The To-Do list you make for the day should be prioritized. You can either rank each item individually OR simply put a star next to the most urgent and important tasks that absolutely can’t be put off. Then, make sure, however much you don’t like them, that these top priority tasks are done first thing. If you tend to be a procrastinator, you might have to stop scheduling meetings in the morning to make sure these tasks get done. Putting them off to the end of the day will result in rushed, sloppy work that is far from your best. Rip the band-aid, get them done, and you’ll have the satisfaction of marking them off the list before lunchtime.

Reaching Your Workday Efficiency: Delegate

Delegating is often overlooked when things are at their busiest and most frantic. But learning how and when to delegate is a vital part of getting the most out of your day. If you have employees, find out from them what they are capable of handling. You may be surprised by how much they know that you didn’t realize. Just don’t give them more than they can handle. Otherwise, you’ll end up doing it twice which will cost you extra time and money. If you don’t have employees, the delegation will look more like outsourcing. Write down a list of the daily or weekly activities that aren’t in your skillset (ie. bookkeeping, SEM/SEO, web design, etc.) and start shopping around for vendors or other small business owners who can handle those tasks better (and sometimes cheaper) than you can.

Physical health and well being

In trying to improve your workday efficiency, attention to your physical health is often the most neglected aspect. The fact is when you don’t feel well, you don’t get as much done. Does this mean you have to adopt a new lifestyle spending 2 hours a day in the gym and eating salads at every meal? No, but it does mean that there is probably room for improvement in the way you care for your body. Start by making small changes such as getting more sleep, or eating a nutritious breakfast (no, egg McMuffins are not nutritious, sorry). Then slowly start to work in some exercise that is manageable and healthy for you. Don’t focus on what others are doing or make comparisons, focus on what your body needs and strategize how to get there.

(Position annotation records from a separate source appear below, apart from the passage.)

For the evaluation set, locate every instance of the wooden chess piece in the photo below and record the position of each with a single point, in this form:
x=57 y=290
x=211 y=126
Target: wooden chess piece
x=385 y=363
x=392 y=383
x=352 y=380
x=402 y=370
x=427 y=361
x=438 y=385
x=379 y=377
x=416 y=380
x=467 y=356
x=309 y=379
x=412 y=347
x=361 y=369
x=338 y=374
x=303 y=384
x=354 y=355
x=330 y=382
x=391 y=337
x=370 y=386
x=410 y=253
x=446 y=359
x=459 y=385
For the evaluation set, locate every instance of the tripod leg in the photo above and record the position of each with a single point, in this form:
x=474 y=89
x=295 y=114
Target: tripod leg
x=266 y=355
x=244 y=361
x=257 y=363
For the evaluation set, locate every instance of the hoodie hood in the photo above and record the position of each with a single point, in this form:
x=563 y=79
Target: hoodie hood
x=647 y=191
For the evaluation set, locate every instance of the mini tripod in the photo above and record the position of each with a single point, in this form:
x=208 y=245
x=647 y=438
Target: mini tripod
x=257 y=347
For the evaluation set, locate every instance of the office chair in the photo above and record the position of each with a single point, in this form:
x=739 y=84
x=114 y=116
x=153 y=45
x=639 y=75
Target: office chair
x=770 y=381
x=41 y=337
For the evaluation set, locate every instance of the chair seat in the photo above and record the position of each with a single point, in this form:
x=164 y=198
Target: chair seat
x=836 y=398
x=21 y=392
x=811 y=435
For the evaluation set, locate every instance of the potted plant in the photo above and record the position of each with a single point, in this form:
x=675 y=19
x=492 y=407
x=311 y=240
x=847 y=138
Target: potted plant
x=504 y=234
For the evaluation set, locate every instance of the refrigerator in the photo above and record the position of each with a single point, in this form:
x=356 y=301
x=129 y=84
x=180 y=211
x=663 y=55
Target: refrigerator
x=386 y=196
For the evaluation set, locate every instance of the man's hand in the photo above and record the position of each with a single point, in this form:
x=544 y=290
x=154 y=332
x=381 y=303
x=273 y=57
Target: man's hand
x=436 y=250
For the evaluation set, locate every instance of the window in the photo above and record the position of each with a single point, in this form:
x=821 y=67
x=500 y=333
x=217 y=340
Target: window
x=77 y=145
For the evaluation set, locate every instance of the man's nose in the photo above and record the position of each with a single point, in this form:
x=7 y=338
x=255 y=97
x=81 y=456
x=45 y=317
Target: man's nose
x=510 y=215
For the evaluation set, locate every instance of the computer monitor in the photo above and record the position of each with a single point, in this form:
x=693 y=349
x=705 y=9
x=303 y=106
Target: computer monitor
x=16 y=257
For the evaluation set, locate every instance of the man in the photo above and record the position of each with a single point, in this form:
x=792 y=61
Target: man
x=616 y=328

Cut down time between meetings

Some of the biggest time wasters in the day are those 20-30 minute periods of downtime between meetings. It’s not quite enough time to much done, but its too much time to sit around doing nothing. Find ways to tighten down your schedule to reduce those in between periods. If your job involves travel time between meetings work to arrange your schedule geographically so that you waste less time on the road between each appointment.

Minimize distractions

The single largest time eating monster in your day is distractions. These come from all around. Whether its email, walk-in customers, phone calls, or your kids playing in the living room (for the home office worker) distraction have become part of everyday work life. But they don’t always have to be. The first distraction to cut from your work day is email. Contrary to popular belief you don’t have to answer every email in 30 seconds or less (unless that’s your primary responsibility). Set aside a particular time (or times) of the work day where you will focus on answering emails and addressing emerging issues or questions, the rest of the day, turn off the push notifications on your phone, computer and anywhere else you get emails, and ignore the distraction. A similar method can be applied to many of the other common workplace distractions. Give the necessary items their time in your day, but be diligent about keeping them to their set times. This will take diligence on your part, especially until your co-workers and clients begin to understand the boundaries you have set. The extra work will be worth it in the end!

Remember that these tips are broad and generalized. Optimizing your workday efficiency will require a specialized approached tailored just for you. Like with many things, it’s important to use this as a starting point and develop specific strategies that will work best for you. It’s worth a little extra time and thought to really get the most out of your day.